Plugholes smell bad because a thin layer of soap residue from washing up liquid, or ordinary soap, sticks to the inside of the
pipe, just below the plughole. This attracts the dirt, germs, and bacteria that drain from the plughole when we wash our hands or
throw away dirty water. Some of the dirt and bacteria stick to the soap residue. The bacteria are now in a dark warm area,
that is constantly wet, then dry, an ideal environment to multiply.
Our tests carried out (at the School of Health, Northampton University) on the section of pipe just below plugholes, came up with astonishing results.
They found high levels of bacteria including E-coli, Proteus, and Klebsiella. Why live with these bacteria in your home when you can now use the Thuraplug to simply sterilize what is possibly the most contaminated area in any home?
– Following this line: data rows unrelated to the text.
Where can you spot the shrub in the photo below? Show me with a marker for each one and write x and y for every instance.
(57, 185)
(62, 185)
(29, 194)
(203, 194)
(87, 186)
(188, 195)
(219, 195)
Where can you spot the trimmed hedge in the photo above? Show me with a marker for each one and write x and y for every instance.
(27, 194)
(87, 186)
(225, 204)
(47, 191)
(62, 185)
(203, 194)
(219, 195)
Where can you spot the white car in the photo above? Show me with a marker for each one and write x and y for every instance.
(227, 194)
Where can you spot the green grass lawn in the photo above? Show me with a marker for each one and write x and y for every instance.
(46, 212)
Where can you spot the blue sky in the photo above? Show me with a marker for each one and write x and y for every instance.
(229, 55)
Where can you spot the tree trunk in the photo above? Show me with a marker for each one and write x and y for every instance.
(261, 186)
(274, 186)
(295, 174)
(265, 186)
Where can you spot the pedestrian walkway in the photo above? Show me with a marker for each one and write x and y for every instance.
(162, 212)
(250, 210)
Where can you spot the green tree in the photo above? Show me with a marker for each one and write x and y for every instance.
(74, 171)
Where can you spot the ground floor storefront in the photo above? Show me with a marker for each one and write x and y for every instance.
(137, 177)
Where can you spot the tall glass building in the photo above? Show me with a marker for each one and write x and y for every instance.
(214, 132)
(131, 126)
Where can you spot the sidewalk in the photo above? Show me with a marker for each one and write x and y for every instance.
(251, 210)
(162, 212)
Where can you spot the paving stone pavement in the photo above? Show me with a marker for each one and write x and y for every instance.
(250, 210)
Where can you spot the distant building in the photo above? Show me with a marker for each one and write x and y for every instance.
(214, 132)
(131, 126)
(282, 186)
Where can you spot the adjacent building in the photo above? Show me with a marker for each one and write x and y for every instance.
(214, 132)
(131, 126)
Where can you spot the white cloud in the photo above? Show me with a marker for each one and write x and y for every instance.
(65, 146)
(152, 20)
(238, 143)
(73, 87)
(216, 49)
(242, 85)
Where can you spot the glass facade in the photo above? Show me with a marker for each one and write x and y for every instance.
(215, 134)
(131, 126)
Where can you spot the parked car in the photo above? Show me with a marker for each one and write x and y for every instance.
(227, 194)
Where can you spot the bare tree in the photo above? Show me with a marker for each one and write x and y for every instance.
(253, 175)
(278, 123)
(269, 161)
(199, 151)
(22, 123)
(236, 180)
There are many proprietary cleaners on the market but simple bleach is probably the most efficient killer of bacteria.
As a greener alternative why not try placing one tablespoon of bicarbonate of soda onto the plughole, then pour on white vinegar?
An intense fizzing reaction takes place, great for removing soap residue and lime scale. (Both these products cost very little at supermarkets)
Always keep children and animals well away from bleach.
Never mix bleach and vinegar as this will produce dangerous gases.